Хозяин удовлетворённо кивнул.
– Как понадобится ещё, пошлёшь ко мне мальчика. А теперь говори, что знаешь.
– Кроме недобитого отряда, здесь никто не проходил. Надеюсь, ты слышал, бедуин, что в той стороне пропала целая армия?
– Слышал, – сказал лекарь. – И даже залатал несколько дыр на телах тех солдат, что провели в вашем трактире ночь.
– Это не я оставил в них дыры, бедуин. Не смотри так.
– Я смотрю так, потому что не представляю, что за существа могли сделать такие раны.
Их разговор нарушило протяжное ржание из конюшни.

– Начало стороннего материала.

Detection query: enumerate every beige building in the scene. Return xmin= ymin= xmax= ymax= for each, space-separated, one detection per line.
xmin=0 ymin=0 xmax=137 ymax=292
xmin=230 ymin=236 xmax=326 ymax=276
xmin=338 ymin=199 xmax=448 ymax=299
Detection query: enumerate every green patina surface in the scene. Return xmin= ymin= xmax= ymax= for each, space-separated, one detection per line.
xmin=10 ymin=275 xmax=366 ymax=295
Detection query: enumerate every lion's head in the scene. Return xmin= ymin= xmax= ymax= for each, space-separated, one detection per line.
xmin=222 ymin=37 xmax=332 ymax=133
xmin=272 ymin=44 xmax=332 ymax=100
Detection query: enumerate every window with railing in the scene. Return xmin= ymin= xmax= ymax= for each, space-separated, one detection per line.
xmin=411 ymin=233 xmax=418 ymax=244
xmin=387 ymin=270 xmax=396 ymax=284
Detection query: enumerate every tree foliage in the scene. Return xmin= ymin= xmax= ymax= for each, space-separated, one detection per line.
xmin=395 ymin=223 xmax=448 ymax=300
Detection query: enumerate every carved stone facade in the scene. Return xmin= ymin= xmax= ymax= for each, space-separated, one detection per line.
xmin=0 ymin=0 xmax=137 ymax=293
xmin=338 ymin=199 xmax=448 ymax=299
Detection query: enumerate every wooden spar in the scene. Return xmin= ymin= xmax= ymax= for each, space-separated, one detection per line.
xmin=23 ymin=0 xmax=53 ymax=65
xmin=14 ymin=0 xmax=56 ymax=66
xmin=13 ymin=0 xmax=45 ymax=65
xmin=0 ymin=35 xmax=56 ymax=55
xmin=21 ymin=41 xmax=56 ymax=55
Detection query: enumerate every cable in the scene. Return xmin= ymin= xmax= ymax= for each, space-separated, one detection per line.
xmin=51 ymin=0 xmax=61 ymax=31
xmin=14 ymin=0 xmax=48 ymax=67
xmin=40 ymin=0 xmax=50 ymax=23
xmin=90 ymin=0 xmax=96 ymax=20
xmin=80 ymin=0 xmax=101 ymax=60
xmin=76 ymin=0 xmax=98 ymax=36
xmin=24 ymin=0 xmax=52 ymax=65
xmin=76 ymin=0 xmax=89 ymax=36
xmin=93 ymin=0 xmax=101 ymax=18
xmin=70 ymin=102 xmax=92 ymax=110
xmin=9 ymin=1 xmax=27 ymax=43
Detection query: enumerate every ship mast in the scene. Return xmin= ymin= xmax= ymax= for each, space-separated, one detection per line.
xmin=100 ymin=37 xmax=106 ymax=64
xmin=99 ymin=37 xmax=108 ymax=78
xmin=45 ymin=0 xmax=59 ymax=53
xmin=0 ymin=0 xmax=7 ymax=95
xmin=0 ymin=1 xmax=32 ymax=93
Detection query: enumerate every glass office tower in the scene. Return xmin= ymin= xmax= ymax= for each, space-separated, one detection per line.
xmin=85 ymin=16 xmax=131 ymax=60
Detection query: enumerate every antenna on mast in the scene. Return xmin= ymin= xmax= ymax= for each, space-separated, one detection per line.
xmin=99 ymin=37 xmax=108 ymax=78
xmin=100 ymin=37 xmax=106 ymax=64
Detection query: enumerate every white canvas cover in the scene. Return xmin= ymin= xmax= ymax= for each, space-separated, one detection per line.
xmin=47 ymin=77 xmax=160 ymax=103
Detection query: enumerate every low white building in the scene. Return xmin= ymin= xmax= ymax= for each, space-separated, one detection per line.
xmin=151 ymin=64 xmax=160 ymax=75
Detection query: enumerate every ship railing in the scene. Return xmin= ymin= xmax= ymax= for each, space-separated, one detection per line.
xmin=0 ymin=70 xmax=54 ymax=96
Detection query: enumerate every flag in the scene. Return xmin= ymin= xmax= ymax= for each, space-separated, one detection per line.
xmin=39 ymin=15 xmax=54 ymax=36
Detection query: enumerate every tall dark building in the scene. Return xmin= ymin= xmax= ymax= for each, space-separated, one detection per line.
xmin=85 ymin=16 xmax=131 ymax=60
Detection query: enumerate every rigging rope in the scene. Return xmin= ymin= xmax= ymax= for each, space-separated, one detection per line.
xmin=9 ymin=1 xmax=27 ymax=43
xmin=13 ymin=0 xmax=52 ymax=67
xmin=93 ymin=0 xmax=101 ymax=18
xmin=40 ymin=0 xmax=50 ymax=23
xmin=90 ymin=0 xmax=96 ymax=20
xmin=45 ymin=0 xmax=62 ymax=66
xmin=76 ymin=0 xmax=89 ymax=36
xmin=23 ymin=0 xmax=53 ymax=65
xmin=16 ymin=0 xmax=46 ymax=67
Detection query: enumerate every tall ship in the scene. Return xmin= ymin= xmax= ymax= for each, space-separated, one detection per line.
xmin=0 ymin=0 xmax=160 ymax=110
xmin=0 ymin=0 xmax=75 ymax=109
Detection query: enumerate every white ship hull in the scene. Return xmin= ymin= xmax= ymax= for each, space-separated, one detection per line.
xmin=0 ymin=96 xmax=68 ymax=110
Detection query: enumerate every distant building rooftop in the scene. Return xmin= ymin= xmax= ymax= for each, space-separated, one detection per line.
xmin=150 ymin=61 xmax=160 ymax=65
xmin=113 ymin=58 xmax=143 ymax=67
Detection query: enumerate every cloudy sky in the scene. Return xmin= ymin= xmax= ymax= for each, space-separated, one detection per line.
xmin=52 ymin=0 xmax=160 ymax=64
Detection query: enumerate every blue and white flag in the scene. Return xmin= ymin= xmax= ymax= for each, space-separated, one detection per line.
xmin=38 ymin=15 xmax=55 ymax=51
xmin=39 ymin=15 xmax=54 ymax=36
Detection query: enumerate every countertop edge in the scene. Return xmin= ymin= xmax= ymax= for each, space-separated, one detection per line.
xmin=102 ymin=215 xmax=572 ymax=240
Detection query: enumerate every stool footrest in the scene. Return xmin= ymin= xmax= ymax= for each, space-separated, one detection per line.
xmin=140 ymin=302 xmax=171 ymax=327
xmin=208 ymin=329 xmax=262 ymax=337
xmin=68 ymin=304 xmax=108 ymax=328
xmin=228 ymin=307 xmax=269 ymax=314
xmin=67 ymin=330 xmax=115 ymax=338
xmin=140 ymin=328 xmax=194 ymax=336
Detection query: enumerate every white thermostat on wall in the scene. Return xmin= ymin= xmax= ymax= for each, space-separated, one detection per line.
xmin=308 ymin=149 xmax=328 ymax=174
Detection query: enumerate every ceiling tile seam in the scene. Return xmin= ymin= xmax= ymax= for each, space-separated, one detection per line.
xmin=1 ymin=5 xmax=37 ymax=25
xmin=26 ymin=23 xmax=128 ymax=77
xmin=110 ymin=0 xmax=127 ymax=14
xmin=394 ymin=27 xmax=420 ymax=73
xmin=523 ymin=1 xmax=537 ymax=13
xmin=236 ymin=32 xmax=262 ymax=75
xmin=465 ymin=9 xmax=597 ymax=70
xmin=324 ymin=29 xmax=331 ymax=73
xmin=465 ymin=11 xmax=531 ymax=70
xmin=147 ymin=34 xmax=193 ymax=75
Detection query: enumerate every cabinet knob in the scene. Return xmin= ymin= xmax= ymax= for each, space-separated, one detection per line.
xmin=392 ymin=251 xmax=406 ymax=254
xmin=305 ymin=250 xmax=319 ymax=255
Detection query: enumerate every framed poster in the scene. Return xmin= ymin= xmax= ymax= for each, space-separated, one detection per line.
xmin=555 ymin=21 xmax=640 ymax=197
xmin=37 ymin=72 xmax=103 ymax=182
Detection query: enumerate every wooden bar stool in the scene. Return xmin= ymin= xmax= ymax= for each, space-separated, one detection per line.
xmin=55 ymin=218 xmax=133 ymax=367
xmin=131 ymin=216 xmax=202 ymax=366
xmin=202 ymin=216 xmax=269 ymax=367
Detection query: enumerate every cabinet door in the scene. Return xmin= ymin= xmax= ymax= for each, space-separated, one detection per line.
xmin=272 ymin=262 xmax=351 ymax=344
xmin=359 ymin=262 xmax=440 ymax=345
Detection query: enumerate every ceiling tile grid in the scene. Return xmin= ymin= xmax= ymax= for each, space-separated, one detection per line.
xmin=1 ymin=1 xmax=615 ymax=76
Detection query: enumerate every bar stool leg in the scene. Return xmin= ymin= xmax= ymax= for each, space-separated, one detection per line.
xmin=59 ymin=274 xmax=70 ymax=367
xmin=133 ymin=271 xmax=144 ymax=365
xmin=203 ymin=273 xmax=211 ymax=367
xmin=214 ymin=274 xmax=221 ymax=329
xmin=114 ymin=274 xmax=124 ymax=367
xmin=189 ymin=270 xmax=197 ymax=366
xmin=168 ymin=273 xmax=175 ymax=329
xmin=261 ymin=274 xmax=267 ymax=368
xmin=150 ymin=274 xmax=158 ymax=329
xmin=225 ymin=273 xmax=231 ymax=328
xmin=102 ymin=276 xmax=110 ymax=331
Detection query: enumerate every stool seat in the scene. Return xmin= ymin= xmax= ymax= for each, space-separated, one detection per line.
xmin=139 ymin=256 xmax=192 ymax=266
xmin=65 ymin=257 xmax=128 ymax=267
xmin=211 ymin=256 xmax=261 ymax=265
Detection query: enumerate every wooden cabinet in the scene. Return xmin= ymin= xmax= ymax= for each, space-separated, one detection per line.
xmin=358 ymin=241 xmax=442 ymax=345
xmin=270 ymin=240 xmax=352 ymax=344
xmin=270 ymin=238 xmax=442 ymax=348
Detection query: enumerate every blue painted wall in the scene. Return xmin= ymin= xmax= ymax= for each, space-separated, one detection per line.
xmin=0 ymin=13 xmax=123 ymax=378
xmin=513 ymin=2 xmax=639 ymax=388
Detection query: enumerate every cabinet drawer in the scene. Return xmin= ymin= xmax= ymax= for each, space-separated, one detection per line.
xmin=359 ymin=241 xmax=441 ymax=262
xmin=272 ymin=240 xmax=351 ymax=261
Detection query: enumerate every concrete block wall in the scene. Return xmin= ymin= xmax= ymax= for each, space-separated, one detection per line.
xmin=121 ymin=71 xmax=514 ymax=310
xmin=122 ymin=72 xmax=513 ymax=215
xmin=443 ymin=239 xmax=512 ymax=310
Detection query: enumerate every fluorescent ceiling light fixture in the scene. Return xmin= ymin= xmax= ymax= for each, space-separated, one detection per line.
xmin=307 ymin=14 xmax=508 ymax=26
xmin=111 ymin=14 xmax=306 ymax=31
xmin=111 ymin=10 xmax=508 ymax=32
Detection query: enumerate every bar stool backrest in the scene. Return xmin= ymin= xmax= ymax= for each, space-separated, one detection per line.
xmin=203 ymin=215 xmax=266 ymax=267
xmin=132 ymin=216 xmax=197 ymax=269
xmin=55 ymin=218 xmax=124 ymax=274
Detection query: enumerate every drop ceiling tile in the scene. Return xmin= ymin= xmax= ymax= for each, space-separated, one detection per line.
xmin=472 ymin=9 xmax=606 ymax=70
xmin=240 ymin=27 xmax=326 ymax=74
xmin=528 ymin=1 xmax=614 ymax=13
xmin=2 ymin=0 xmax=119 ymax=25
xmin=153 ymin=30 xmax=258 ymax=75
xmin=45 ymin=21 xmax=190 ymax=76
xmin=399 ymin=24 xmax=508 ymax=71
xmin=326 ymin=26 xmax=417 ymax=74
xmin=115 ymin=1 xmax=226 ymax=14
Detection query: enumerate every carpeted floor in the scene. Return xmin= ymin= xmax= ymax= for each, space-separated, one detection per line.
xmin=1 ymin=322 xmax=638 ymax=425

Рысак застриг ушами, копнул копытом землю и ответил на призыв.
– Это Фиксу, – ответил мальчик, побледнев. – Что-то не так!
Они зашагали на задний двор.
– Что может быть не так? – поинтересовался лекарь.
– Да, мне тоже хотелось бы знать, – напрягся Тойво.
– Она ждёт жеребёнка, осенью её покрыл конь Гаспара!
– Что?! – взревел трактирщик. – Ты решил у меня в конюшне коней разводить?! Почему я слышу об этом только сейчас?
– Потому что ты всё время орёшь на меня! – огрызнулся Ахти. – И не входишь в свою конюшню годами.
– Чувствовал я неладное… Слишком уж много зерна и сена ты тратил в последнее время!
– Да если бы я тебе сказал, ты бы вообще не дал мне зерна!
– Откуда ты знаешь? По-твоему, я такой жмот?
Тем временем лошадь продолжала тревожно ржать.
– Друзья, – мягко молвил Фархад. – Может быть, вы сначала откроете ворота?
Ахти вцепился в засов, приподнял его и уронил, чуть не сорвав ногти.
– Вот дрянь! Что же мне делать? Я никогда не принимал роды у кобыл!
Фархад помог приподнять тяжёлый брусок.
– Не переживай, мальчик. Чаще всего ничего не нужно делать.
Наконец им удалось распахнуть ворота. Ахти тут же бросился к стойлу Фиксу.
Слабый утренний свет освещал щедро засыпанный соломой пол, на котором лежала кобыла.
У её задних ног шевелился блестящий, покрытый слизью зеленоватый комок – от него поднимался тёплый пар.
– Он… он живой! – воскликнул мальчик. – Посмотрите!
Фархад сел на корточки. Внимательно осмотрел жеребёнка.
«Это ведь жеребёнок?» – сам себя спросил Ахти и кивнул. У него были странные крючки на сочленениях ног, изумрудные покровы, как у его отца Верзилы, и сегментированный живот, похожий на тело гусеницы. В остальном это был самый обычный жеребёнок.
– Ты говорил, что он был зачат осенью? – поинтересовался лекарь.
Ахти кивнул.
Фархад нахмурился.
– В таком случае прошло ещё слишком мало времени – жеребёнок недоношенный. Удивительно, что он вообще способен дышать и двигаться.
Но малыш не только двигался, он качнулся вперёд и попробовал подняться на ноги. С первой попытки у него ничего не вышло. Но Фиксу подтолкнула его мордой, и он попробовал снова. И вот, под удивлённые возгласы Ахти и лекаря, жеребёнок напрягся и встал на трясущиеся ножки.
– Восхитительно, – прошептал Фархад. – Ничего подобного я в своей жизни не видел. – Он коснулся маленьких бугорков на спине новорождённого. – Видимо, всё дело в его изменённой природе. Он развивается гораздо быстрее, чем обычный детёныш.
Ахти ничего не ответил. Его сердце стучало так сильно, что он прижал к груди ладонь.
Жеребёнок поглядел на него слезившимися глазами, быстро застриг длинными ушами.
– Стригунок, – улыбнулся мальчик. – Вот как я тебя назову.
В груди разлилось забытое приятное тепло.